My thirst for knowledge was awakened late in high school over the course of my first philosophy class. Authors posed arguments like players moving pieces across a chessboard: each movement required precise knowledge of those that came before and those that might come in the future. The small classroom setting kept me engaged and presented me with personalized challenges for the first time. I began to understand what learning and knowledge were all about, and how to direct my resources to get the most out of a particular class.
The conversations and debates in high school captivated me, and I ended up graduating from Occidental College with a degree in philosophy. The enthusiasm of my professors distilled and refined my passion for learning by allowing me to walk my own path of philosophically intense, but topically light, subjects, such as whether videogames should be considered an art form or whether time travel is possible.
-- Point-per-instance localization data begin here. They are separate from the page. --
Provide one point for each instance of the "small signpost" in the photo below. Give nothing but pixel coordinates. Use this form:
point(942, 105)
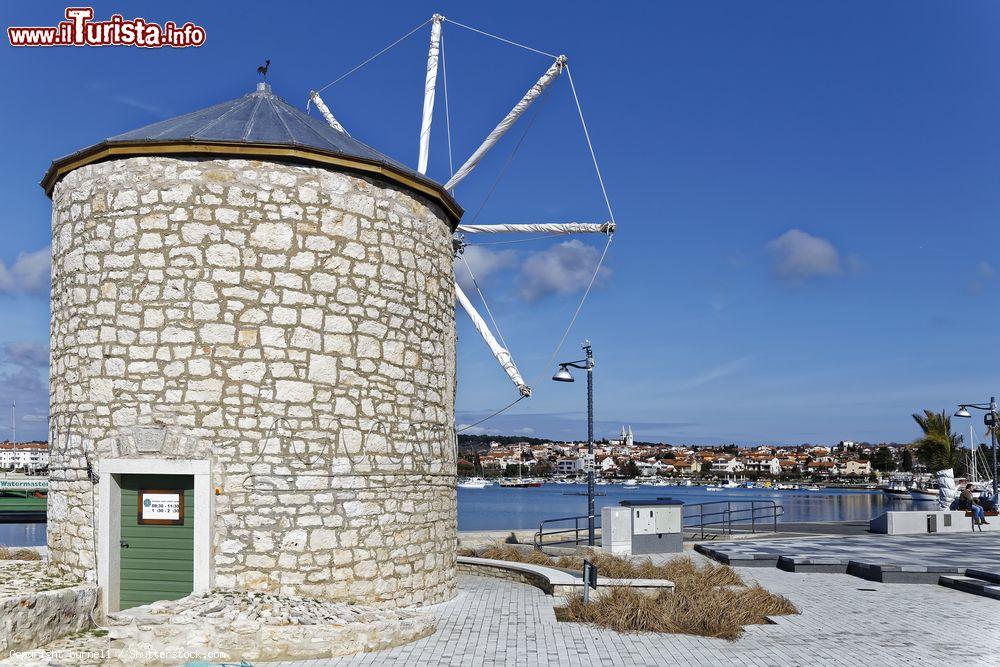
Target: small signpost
point(164, 508)
point(589, 580)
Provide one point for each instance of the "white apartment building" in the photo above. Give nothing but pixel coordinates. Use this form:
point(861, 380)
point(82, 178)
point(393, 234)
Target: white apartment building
point(569, 467)
point(24, 456)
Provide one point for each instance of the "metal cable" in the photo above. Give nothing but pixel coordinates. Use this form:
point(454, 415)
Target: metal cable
point(593, 156)
point(447, 111)
point(501, 39)
point(483, 298)
point(510, 158)
point(491, 416)
point(362, 64)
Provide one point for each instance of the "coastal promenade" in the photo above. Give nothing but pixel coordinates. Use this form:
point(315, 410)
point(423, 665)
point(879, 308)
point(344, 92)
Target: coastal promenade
point(844, 620)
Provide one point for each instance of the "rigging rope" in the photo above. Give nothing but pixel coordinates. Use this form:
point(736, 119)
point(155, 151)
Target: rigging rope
point(562, 340)
point(362, 64)
point(483, 298)
point(491, 416)
point(593, 155)
point(576, 314)
point(501, 39)
point(447, 112)
point(533, 238)
point(510, 158)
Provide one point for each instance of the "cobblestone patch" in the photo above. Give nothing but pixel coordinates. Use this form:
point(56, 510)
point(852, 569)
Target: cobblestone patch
point(23, 577)
point(38, 606)
point(83, 649)
point(232, 626)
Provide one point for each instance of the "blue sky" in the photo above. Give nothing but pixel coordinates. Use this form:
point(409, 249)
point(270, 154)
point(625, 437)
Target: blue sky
point(806, 194)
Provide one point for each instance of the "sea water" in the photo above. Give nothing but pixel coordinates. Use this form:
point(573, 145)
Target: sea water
point(497, 508)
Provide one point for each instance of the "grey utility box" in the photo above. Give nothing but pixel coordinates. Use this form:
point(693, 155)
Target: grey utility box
point(642, 527)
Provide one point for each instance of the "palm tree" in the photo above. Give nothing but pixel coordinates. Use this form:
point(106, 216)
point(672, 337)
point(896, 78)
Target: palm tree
point(938, 447)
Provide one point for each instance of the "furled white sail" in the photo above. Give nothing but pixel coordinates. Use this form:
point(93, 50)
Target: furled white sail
point(501, 353)
point(430, 83)
point(325, 112)
point(533, 94)
point(543, 228)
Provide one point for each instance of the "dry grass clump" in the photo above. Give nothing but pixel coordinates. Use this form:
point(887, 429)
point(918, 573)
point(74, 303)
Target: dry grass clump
point(503, 551)
point(7, 553)
point(698, 605)
point(709, 600)
point(677, 570)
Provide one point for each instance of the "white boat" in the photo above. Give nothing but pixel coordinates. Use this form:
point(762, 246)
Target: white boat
point(474, 483)
point(922, 494)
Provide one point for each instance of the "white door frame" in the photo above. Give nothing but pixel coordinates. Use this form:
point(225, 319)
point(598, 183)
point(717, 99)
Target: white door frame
point(110, 520)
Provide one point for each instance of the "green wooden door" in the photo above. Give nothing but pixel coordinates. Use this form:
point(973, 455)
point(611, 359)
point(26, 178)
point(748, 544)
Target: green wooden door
point(158, 563)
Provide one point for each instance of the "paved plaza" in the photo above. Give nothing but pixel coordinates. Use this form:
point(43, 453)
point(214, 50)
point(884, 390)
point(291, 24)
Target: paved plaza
point(844, 621)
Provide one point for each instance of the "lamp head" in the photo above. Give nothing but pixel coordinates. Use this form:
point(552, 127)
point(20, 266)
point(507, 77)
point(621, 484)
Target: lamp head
point(562, 375)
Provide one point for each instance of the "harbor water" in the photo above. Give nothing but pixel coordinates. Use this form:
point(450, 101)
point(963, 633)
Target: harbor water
point(496, 508)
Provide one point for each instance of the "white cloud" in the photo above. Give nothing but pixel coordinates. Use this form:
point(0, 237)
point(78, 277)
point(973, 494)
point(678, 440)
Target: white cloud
point(141, 105)
point(28, 354)
point(484, 264)
point(562, 269)
point(719, 372)
point(798, 256)
point(29, 274)
point(984, 273)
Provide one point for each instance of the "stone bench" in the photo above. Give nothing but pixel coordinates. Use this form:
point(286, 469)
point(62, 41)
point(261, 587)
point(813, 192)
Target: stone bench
point(917, 522)
point(550, 579)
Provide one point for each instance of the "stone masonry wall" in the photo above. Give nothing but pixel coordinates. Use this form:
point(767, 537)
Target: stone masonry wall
point(291, 324)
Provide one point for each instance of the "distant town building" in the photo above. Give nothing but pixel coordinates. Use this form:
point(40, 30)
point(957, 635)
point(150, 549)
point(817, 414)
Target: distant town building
point(569, 467)
point(29, 456)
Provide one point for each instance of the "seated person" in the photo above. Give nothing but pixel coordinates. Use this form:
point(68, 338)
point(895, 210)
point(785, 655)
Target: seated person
point(967, 502)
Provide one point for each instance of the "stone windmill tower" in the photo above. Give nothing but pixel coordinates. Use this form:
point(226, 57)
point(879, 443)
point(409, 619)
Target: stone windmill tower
point(253, 362)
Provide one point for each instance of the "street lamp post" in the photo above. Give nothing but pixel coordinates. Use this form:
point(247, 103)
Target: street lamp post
point(992, 421)
point(563, 375)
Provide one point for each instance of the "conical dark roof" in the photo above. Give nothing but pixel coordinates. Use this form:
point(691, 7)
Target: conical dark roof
point(259, 125)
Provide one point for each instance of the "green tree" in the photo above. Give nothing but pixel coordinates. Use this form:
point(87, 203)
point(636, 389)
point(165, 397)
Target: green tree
point(938, 447)
point(882, 459)
point(630, 470)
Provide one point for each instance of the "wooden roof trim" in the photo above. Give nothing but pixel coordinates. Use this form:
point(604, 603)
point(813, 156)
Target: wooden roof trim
point(105, 151)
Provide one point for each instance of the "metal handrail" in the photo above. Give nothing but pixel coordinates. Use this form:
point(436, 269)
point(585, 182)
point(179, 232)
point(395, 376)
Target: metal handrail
point(760, 510)
point(539, 537)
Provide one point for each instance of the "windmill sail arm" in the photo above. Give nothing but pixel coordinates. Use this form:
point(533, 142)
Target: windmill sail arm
point(501, 353)
point(533, 94)
point(430, 83)
point(542, 228)
point(325, 112)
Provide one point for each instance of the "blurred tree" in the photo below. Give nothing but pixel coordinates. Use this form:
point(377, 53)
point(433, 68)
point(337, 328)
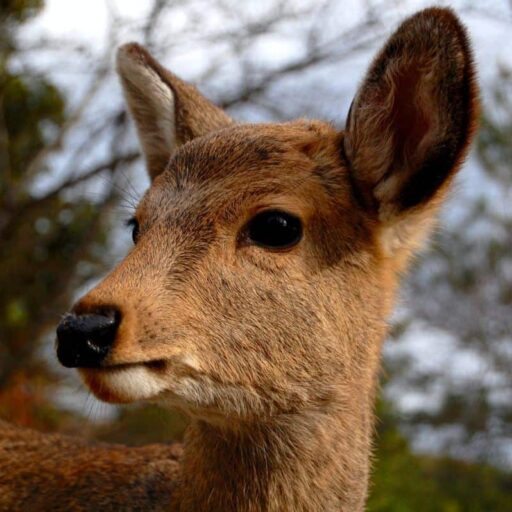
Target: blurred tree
point(43, 238)
point(462, 288)
point(404, 482)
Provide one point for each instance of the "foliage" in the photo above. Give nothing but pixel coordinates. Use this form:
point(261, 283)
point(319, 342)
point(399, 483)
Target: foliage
point(404, 482)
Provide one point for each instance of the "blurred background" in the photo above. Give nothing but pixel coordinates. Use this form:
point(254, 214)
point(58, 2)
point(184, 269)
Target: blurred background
point(71, 173)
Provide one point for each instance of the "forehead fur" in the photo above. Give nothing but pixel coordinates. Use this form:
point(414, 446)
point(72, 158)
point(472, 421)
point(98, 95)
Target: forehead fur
point(296, 166)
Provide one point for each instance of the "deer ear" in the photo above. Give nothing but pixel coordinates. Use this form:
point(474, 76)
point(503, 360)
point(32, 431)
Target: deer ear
point(411, 121)
point(167, 111)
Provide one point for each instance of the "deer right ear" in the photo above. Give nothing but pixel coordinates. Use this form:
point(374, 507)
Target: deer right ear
point(167, 111)
point(411, 122)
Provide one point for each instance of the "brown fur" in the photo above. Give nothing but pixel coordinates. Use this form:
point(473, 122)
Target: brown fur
point(274, 355)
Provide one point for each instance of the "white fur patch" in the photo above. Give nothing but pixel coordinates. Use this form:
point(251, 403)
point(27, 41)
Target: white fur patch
point(151, 102)
point(133, 383)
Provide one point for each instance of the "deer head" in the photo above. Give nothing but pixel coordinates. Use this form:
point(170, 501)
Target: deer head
point(267, 256)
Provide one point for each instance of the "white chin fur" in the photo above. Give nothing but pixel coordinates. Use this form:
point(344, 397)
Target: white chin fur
point(133, 383)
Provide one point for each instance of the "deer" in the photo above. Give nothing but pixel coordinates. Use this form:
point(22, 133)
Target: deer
point(256, 297)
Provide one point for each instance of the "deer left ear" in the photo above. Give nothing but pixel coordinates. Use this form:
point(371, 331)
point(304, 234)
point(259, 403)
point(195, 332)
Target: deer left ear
point(412, 121)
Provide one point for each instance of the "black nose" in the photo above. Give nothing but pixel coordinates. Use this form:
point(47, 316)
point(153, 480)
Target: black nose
point(83, 341)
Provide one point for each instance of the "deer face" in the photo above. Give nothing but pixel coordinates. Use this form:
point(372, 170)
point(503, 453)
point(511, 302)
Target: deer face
point(266, 256)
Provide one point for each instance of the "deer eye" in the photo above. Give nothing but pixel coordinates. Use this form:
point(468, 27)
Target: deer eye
point(274, 229)
point(134, 224)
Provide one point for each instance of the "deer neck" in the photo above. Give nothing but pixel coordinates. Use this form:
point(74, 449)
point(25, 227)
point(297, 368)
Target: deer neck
point(310, 462)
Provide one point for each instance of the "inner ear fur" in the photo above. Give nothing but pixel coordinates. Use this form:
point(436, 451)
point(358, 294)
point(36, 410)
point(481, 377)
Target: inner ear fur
point(413, 118)
point(167, 111)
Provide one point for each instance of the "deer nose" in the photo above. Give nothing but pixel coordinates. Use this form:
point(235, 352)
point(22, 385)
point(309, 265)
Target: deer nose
point(83, 341)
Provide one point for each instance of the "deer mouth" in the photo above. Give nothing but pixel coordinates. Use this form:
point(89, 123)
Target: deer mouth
point(126, 382)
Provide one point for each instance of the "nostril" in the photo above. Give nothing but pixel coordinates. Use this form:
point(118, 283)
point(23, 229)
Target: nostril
point(84, 340)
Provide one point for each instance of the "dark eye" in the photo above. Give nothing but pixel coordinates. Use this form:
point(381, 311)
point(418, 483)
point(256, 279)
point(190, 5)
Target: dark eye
point(275, 229)
point(134, 224)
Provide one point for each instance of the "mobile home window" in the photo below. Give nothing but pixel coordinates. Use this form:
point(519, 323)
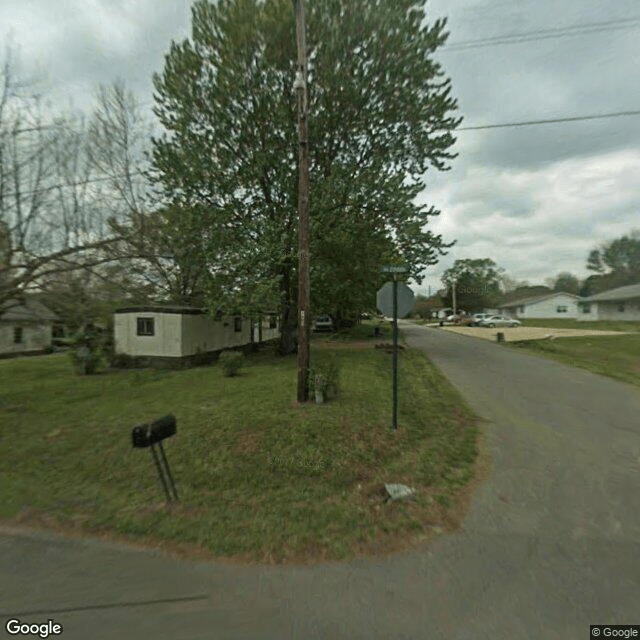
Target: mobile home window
point(145, 327)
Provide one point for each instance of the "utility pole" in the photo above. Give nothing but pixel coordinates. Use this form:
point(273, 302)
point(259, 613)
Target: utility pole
point(300, 85)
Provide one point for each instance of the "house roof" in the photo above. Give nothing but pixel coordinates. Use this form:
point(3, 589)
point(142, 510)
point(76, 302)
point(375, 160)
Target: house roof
point(31, 311)
point(621, 293)
point(524, 301)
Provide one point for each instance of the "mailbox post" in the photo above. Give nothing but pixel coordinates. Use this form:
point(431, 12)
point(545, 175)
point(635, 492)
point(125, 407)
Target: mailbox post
point(148, 435)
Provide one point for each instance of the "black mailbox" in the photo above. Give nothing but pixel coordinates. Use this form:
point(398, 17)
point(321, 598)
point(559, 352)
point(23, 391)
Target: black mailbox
point(148, 435)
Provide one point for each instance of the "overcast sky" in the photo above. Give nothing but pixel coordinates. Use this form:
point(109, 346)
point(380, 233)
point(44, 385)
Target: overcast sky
point(535, 199)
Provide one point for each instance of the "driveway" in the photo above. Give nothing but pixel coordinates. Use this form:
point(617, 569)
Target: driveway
point(550, 545)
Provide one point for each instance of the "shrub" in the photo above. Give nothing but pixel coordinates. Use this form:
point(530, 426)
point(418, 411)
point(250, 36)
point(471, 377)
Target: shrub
point(325, 377)
point(86, 360)
point(231, 362)
point(86, 351)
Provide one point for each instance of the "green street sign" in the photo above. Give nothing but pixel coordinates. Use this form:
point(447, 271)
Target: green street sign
point(394, 268)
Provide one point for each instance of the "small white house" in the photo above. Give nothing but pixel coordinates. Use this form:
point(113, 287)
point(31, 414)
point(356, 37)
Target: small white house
point(622, 303)
point(552, 305)
point(156, 335)
point(25, 328)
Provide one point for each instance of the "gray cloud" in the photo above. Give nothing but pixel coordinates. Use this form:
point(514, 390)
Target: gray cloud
point(534, 199)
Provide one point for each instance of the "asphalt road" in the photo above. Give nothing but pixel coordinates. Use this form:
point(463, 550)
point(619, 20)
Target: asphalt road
point(550, 545)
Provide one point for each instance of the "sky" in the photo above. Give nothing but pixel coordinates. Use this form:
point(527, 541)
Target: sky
point(534, 199)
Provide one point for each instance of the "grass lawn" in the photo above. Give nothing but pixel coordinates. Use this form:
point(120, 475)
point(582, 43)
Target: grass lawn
point(570, 323)
point(260, 478)
point(614, 356)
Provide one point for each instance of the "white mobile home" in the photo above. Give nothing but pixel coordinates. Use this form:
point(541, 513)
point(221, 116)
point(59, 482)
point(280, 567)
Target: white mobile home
point(25, 328)
point(622, 303)
point(553, 305)
point(159, 335)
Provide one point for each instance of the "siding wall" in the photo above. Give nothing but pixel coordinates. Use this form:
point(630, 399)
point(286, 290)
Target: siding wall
point(202, 333)
point(547, 308)
point(166, 340)
point(35, 336)
point(610, 311)
point(181, 335)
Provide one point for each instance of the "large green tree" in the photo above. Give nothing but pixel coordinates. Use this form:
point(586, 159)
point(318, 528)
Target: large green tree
point(615, 264)
point(380, 115)
point(566, 282)
point(477, 284)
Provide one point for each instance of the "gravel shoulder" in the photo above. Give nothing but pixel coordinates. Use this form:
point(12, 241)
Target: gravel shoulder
point(512, 334)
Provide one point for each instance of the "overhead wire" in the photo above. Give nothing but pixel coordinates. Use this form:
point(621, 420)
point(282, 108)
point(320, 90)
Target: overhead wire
point(514, 38)
point(544, 34)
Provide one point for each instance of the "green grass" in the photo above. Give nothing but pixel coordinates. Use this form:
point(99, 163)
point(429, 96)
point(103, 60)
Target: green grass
point(570, 323)
point(614, 356)
point(259, 477)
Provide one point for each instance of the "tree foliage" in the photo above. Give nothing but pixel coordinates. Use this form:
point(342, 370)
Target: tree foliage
point(615, 264)
point(566, 282)
point(477, 284)
point(380, 115)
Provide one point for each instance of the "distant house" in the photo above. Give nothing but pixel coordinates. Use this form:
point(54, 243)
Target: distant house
point(25, 328)
point(166, 335)
point(552, 305)
point(622, 303)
Throughout my academic journey, I have learned that each individual requires a different approach. My strengths as a tutor revolve around my ability to break down concepts into parts, and then present them to students in a way that makes sense and is engaging. Standardized testing, in particular, interests me because the tests consist of a series of logic puzzles, which appeal to the philosopher in me. Working through an SAT word problem can be like playing Sudoku, and an ACT reading passage feels an awful lot like a word search. I enjoy formulating new and creative approaches to challenging puzzles and systems, and helping students prepare for the SAT and ACT allows me to share that passion.
Outside of AJ Tutoring, I enjoy reading and thinking about philosophy, playing basketball, and hiking. I once travelled around the country competing in the videogame “Starcraft 2,” and sometimes I still daydream of being a pro gamer.